Des séductions de l'esclavage
C'est Toqueville qui disait, je crois, qu'il n'y aurait pas tant de tyrans, si les esclaves n'y trouvaient leur compte. Mon expérience des entreprises, m'a montré, qu'en dépit de leurs revendications à plus d'autonomie et de décentralisation, bien des cadres répugnent à une liberté qui entraîne des responsabilités et des risques de sanction. La centralisation a ceci de bon, est que pourvu que le subordonné obéisse servilement aux ordres de son supérieur, il sera relativement en sécurité. Ceci est encore plus vrai dans les mégaentreprises publiques et les bureaucraties, où le cerveau droit se voit dispenser de tout jugement de valeur, et le cerveau gauche accomplit avec régularité ses tâches formalisées. (cf. la théorie bicamérale de Jaynes, in Virus).
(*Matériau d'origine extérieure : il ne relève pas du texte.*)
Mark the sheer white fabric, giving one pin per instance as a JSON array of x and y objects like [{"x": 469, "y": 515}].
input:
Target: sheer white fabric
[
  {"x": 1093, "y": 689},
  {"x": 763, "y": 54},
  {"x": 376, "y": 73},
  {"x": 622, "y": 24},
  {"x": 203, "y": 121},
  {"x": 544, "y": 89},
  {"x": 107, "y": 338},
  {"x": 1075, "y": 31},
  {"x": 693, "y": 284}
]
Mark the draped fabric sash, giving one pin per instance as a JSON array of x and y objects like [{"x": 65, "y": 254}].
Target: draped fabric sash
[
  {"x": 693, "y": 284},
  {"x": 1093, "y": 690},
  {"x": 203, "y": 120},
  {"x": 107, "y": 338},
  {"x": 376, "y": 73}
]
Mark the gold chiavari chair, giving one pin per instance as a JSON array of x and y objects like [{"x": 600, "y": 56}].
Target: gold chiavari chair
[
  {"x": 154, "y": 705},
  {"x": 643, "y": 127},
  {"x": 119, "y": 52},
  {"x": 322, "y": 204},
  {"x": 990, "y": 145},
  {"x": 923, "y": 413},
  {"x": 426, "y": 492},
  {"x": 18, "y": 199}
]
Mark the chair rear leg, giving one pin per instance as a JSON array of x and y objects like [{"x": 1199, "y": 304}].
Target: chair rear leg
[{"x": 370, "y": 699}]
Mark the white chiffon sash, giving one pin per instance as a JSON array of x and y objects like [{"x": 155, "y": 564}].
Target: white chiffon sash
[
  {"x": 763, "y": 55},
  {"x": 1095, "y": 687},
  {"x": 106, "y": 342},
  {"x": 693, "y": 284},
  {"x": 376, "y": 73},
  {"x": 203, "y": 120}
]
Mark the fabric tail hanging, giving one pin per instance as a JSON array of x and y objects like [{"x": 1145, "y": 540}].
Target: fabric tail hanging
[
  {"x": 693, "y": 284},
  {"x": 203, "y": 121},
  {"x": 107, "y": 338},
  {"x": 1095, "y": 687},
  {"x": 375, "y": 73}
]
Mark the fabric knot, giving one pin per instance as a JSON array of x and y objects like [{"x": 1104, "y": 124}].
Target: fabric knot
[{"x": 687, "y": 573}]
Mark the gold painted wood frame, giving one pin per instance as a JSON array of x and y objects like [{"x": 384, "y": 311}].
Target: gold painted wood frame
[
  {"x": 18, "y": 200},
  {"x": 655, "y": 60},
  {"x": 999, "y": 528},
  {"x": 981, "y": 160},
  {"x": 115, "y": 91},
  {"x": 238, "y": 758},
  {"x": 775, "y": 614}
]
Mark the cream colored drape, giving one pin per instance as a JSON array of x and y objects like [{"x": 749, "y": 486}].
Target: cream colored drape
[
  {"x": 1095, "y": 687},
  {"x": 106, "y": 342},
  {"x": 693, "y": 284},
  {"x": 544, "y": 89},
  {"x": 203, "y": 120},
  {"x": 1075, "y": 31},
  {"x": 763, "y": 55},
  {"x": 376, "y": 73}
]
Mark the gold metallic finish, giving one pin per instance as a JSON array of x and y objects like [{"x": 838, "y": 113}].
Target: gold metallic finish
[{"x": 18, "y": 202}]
Le best-seller de Jonathan Littell, Les Bienveillantes, décrit fort bien cet état d'esprit, dénoncé par Hannah Arendt et confirmé expérimentalement par les expériences Milgram. On y constate que lorsque l'homme est dédouané par l'autorité et dispensé de tout jugement de valeur, il devient aussi impitoyable qu'un robot sanguinaire. Il faut cependant tenir compte de ce que toutes les cultures n'ont pas cette propension à la servilité, elles la rejette au delà d'un seuil inacceptable de barbarie. Littell observait avec raison que si l'Allemagne et la France , se distinguaient par une soumission consentie à l'horreur, les Danois et les Italiens se révoltaient et refusaient les directives imposées par les Nazis, à la grande indignation de ces derniers.
La dialectique soumission-domination se trouve à l'état pur dans le rapport entre maître et esclave, actif et passif, seigneur et valet. Elle trouve également une illustration dans la "dhimmitude", cet état de soumission imposé par les musulmans respectueux du Coran envers les infidèles, qui doivent payer par un tribut, et des marques de subordination, le privilège d'être toléré.